In order to illustrate what he means Jimmy approaches a braggadocio wall street douche at the bar and asks him if there’s a limit to how much a person is allowed to invest. The guy says no. Then Jimmy pretends to tell K that they can invest ALL the money they just inherited and make more money off it. The stock guy then interjects that sure they can invest all their $1.4 million inheritance but they should diversify. He offers to help them and be their advisor, claiming that he’s practically “a money printing machine” so they should talk to him a bit. They sit down with Mr. Douche, giving him the fake names Viktor and Giselle Saint Claire. To the tune of the song Golddigger they drink an entire bottle of tequila at $50 a shot and “sign on” with him as their “advisor” using the fake names then leaving him with the gargantuan bill. They giggle and run out of the bar then smooch by the side of the hotel pool and end up sleeping together at Kim’s house.

Next we see a police car drive up to Pryce’s house and enter. He was robbed, and Pryce’s really really upset about his baseball card collection being stolen. They were very special and rare. The police ask if anything else was stolen and Pryce mentions cash but won’t tell them how much. In fact, he’s downright evasive about the cash. The police are clearly suspicious about how messed up the robbers made his house, all his fancy stuff, and his weird vagueness about the cash, “clearly they were looking for something in particular,” one of the cops says and notes that the robbers left the TV and computer. Raised eyebrow alert. While Pryce prints out his inventory list of baseball cards in another room the police find a secret hiding spot behind his couch but there’s nothing back there. They put the couch back before he returns.

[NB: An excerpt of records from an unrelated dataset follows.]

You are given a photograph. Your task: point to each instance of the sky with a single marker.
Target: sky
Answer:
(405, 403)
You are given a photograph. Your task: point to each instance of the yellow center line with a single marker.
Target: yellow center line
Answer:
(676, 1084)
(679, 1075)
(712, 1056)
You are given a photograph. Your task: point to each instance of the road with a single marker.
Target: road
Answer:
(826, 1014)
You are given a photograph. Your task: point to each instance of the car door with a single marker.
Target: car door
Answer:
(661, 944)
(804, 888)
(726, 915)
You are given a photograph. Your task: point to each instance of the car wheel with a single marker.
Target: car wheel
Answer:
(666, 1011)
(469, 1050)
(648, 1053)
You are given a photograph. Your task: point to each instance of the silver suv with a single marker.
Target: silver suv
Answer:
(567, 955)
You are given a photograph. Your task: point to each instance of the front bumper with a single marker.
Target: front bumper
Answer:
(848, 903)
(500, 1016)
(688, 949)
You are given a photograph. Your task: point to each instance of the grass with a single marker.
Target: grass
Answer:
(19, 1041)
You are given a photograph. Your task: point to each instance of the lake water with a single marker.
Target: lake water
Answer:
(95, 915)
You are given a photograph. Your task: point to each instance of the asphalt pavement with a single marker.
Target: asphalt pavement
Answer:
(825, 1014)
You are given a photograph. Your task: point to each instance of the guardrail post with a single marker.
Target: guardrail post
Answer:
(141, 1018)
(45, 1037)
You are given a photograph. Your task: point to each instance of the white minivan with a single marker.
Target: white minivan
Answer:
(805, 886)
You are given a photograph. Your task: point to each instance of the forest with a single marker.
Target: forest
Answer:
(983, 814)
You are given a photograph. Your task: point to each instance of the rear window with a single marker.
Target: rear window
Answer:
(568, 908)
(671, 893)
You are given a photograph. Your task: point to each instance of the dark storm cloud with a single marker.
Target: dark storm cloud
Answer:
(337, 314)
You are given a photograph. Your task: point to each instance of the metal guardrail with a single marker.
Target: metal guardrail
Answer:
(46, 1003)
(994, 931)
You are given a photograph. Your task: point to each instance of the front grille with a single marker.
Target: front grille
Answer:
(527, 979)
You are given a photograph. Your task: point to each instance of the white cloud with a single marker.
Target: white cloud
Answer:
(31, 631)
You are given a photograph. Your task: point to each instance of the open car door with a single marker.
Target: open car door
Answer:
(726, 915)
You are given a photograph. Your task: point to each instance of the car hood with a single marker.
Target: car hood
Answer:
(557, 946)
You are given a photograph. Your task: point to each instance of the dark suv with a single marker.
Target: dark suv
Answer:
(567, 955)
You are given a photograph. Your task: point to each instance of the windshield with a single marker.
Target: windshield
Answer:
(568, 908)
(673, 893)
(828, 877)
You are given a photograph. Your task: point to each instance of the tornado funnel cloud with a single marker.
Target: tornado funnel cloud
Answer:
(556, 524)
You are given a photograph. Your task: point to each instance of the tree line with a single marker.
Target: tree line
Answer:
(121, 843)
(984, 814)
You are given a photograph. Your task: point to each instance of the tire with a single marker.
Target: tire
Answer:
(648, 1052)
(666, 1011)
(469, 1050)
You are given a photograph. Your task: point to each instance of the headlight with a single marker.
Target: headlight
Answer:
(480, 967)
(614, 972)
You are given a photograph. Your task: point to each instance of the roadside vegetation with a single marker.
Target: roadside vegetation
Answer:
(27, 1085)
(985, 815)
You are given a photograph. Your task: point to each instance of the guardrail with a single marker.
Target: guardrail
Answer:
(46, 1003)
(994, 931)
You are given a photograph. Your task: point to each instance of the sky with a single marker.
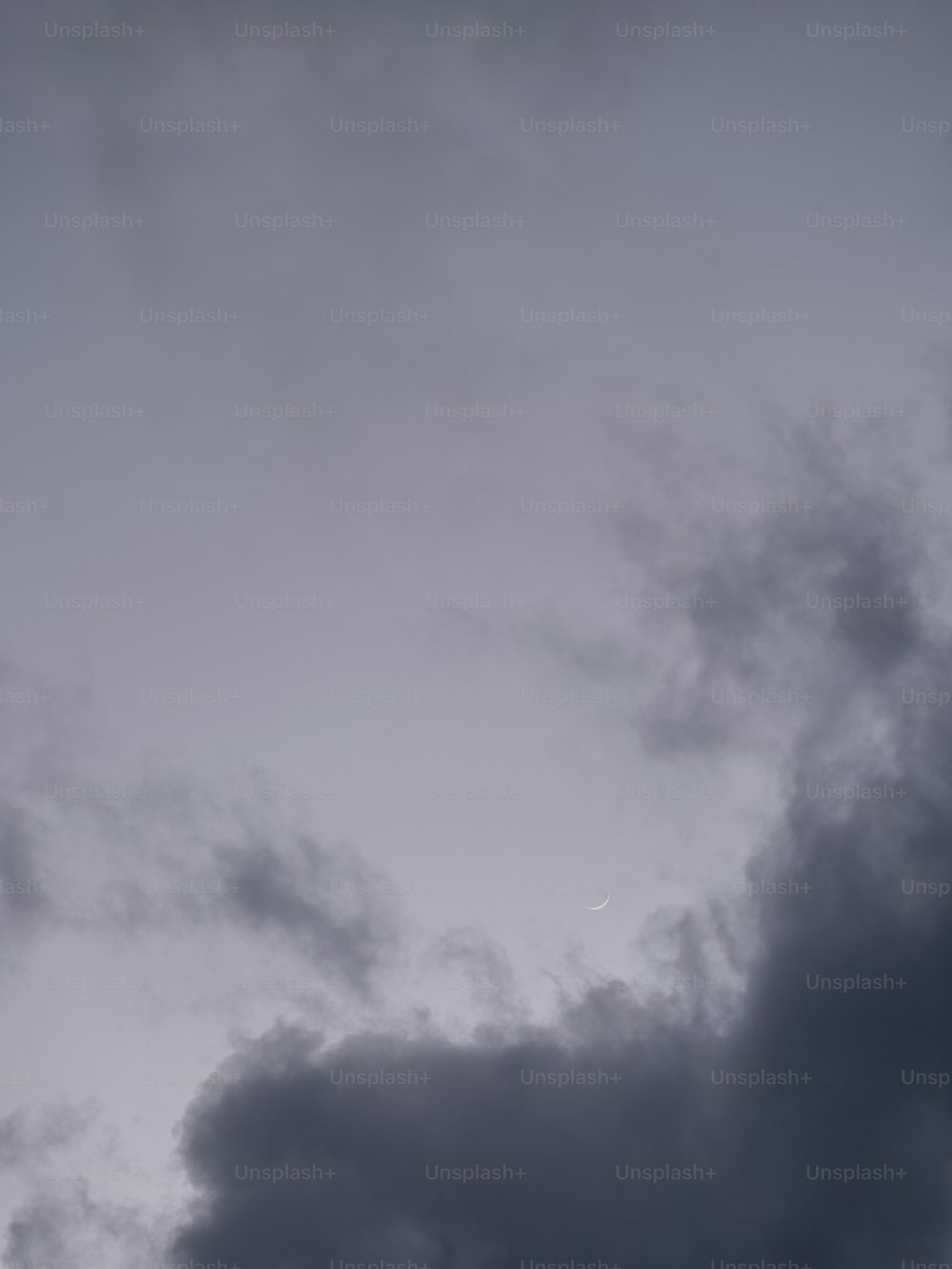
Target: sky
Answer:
(475, 697)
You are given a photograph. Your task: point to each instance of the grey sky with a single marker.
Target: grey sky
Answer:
(466, 464)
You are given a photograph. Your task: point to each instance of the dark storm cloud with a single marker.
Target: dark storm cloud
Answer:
(281, 887)
(833, 1056)
(658, 1097)
(799, 594)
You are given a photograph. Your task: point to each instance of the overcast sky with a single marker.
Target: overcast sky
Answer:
(475, 678)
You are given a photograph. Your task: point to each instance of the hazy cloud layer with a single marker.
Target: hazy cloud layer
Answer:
(475, 528)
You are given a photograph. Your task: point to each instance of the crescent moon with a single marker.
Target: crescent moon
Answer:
(597, 907)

Then we see Jimmy back on his float at the hotel pool calling Kim on the phone in a ziploc and suggesting their next mark at the hotel. He leaves her a message and then gets thoughtful before calling Davis & Main. Next thing we know, Jimmy has flipped an internal switch of sorts. He’s starting the job at Davis & Main; suited up and shaking hands. His office is beautiful, his assistant, Omar, is helpful, and they’re even giving him a company car. Sitting in his new office chair Jimmy sees a sign on the light switch that says “Always leave ON!!! Never switch OFF!!!” so he tears the scotch tape aside and pulls the sign off. Then Jimmy turns the switch off and stands aside a moment before flipping it back to the “on” position and replacing the sign.

The switch could be seen as symbolic in various ways but the simple interpretation is that Jimmy has found a small way to break the rules and still have a luxe life for himself. Yes, the pool was relaxing and the con was fun but Jimmy knows all too well how the life of a con man can turn down a dark alley and bleed to death. He’s been in that alley. One thing Jimmy’s never done is take an opportunity like this Dean & Main job. It was smart for him to find out first that Kim would be with him regardless. Now he knows that AND he can have the cushy lifestyle too. The switch is just his little way of saying that even though he’s taken the “good guy” route after all, he can still break some rules and keep that mischievous part of himself alive. Sadly, it seems that the later incarnation of his character, Gene, had to resort to actual vandalism to do so. Why not just try that emergency door, Gene? Jimmy McGill would have. Saul would have. Perhaps we’ll have to wait for Gene’s spinoff show to find out.